1. Suppose the estimate of a proportion of a normal population is to be within 0.05 using the 95% confidence level. How large a sample is required if:

a. It is known from previous studies that p = 0.3?
b. There is no prior knowledge of p?

To determine the sample size required for estimating a proportion within a specified margin of error and confidence level, you can use the formula:

n = (Z^2 * p * (1-p)) / E^2

where:
n = required sample size
Z = Z-score corresponding to the desired confidence level
p = estimated proportion (if available)
E = margin of error

a. When it is known from previous studies that p = 0.3:
In this case, you can substitute the known value of p into the formula. Let's assume a 95% confidence level, which corresponds to a Z-score of approximately 1.96 (from the standard normal distribution).

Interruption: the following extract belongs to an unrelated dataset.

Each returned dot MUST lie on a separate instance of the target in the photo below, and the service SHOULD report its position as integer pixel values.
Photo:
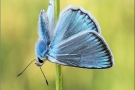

n = (1.96^2 * 0.3 * (1-0.3)) / 0.05^2
n = (3.8416 * 0.21) / 0.0025
n = 81.5232 / 0.0025
n ≈ 32,609

So, you would need a sample size of approximately 32,609 when the estimated proportion is known to be 0.3.

b. When there is no prior knowledge of p:
When you don't have an estimate for the proportion, you can assume a conservative estimate of p = 0.5. This value of p will result in the largest sample size, ensuring that you are more likely to capture the true proportion within the desired margin of error.

Using the same formula as above with p = 0.5 and a 95% confidence level (corresponding to a Z-score of 1.96):

n = (1.96^2 * 0.5 * (1-0.5)) / 0.05^2
n = (3.8416 * 0.25) / 0.0025
n = 0.9604 / 0.0025
n ≈ 384

In this case, you would need a sample size of approximately 384 when there is no prior knowledge of the proportion.